Using a global staple such as corn for biofuel rather than food seemed to make sense when there was a surplus of cheap grain and worsening U.S. dependence on foreign oil.
The federal government was quick to boost the new industry with escalating mandates that require 8 billion gallons of renewable fuel be blended with gas sold at the pump this year. As a result, more than 30 percent of the nation's corn harvest goes to fill our tanks instead of our stomachs. Now the world's stomachs are starting to growl.
Increased demand has turned corn into yellow gold, with prices nearly quadrupled per bushel, delighting corn farmers and renewable fuel producers. Unfortunately, the diversion of food to burn in motors is fueling a global crisis and increasing the overhead of Texas beef, poultry and dairy production, all of which use corn to feed livestock. What was intended as a boon for energy independence is costing Texans an estimated $3.6 billion a year in added food costs, while gasoline prices also are at record levels.
The situation is forcing politicians to make a painful choice between competing interest groups. Texas Gov. Rick Perry bit the bullet this week, calling for the Environmental Protection Agency to reduce ethanol requirements by half for at least a year. He was hailed by such groups as the National Chicken Council and the chief executives of giant corporations such as Pilgrim's Pride and Tyson.
His proposal was attacked by the American Farm Bureau and National Corn Growers Association. U.S. Sen. Kay Bailey Hutchison of Texas welcomed Perry's stand, while U.S. Rep. Lloyd Doggett, D-Austin, criticized it for undermining the fight against air pollution.
Texas politicians seem to get the significance first. Hopefully others will follow. If not we will be in for high prices for nearly everything.
The Nobel Prize-winning economist Milton Friedman once said, "One of the great mistakes is to judge policies and programs by their intentions rather than their results."

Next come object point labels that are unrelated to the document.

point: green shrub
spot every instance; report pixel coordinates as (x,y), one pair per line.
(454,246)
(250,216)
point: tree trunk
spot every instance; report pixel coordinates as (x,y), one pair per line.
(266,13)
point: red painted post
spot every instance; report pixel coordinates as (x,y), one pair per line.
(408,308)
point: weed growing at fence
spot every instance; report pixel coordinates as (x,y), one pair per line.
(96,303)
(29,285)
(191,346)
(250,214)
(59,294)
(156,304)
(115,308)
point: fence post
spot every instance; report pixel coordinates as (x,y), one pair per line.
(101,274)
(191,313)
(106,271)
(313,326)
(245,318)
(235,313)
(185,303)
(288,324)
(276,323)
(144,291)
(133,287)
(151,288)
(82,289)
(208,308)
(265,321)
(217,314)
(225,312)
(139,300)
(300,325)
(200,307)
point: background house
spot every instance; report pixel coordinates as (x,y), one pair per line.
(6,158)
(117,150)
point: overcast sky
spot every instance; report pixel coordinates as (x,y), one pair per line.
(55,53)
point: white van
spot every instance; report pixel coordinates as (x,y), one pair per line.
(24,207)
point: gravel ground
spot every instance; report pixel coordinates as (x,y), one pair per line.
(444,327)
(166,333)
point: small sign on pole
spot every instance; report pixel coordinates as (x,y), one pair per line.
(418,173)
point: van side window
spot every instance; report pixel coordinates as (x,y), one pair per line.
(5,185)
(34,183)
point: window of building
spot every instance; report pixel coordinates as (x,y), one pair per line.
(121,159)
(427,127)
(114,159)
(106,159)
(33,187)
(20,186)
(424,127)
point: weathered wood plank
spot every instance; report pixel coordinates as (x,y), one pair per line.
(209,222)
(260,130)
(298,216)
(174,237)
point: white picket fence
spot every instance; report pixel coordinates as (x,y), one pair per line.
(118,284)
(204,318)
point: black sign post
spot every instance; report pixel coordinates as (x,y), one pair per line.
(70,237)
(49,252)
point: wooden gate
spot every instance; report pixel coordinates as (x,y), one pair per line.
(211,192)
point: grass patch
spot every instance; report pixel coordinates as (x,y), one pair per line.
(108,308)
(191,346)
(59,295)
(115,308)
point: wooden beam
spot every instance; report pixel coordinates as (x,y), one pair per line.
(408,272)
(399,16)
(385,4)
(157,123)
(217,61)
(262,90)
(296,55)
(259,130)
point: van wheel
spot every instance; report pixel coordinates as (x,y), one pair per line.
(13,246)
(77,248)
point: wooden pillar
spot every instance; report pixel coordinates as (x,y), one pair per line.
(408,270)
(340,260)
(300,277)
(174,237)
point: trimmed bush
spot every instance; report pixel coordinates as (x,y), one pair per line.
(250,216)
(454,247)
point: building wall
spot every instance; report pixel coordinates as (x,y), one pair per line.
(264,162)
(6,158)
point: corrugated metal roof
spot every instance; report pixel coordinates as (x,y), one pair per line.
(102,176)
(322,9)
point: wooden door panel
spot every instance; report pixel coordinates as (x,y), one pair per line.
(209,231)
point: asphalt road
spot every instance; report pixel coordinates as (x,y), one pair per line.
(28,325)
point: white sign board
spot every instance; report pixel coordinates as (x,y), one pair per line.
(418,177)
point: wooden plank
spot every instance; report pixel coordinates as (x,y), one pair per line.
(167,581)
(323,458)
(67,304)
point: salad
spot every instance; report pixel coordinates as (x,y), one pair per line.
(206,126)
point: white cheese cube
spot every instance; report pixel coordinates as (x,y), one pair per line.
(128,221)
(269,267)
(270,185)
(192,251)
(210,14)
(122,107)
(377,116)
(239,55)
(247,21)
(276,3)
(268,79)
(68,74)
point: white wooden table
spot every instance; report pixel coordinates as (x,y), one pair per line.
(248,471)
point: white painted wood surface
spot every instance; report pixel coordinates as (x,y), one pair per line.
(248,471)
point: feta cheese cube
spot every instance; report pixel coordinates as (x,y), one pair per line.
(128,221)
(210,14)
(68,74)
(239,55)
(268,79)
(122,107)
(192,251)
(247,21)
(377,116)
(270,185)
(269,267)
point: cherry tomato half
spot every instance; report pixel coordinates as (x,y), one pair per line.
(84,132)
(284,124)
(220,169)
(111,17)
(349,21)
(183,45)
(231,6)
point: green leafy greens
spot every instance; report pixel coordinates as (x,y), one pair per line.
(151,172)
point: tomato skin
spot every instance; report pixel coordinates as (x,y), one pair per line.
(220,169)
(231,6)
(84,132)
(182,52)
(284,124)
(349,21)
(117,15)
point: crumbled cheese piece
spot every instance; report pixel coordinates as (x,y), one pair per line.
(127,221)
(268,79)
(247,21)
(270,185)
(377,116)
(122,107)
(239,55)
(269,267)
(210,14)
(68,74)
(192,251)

When Congress passed legislation to greatly expand America's commitment to biofuels, it intended to create energy independence and protect the environment.
But the results have been quite different. America remains equally dependent on foreign sources of energy, and new evidence suggests that ethanol is causing great harm to the environment.
In recent weeks, the correlation between government biofuel mandates and rapidly rising food prices has become undeniable. At a time when the U.S. economy is facing recession, Congress needs to reform its "food-to-fuel" policies and look at alternatives to strengthen energy security.
We are already seeing the ill effects of this measure. Last year, 25% of America's corn crop was diverted to produce ethanol. In 2008, that number will grow to 30%-35%, and it will soar even higher in the years to come.
Furthermore, the trend of farmers supplanting other grains with corn is decreasing the supply of numerous agricultural products. When the supply of those products goes down, the price inevitably goes up.
Subsequently, the cost of feeding farm and ranch animals increases and the cost is passed to consumers of beef, poultry and pork products.
Since February 2006, the price of corn, wheat and soybeans has increased by more than 240%. Rising food prices are hitting the pockets of lower-income Americans and people who live on fixed incomes.
While the blame for higher costs shouldn't rest exclusively with biofuels — drought and rising oil costs are contributing factors — the expansion of biofuels has been a major source of the problem.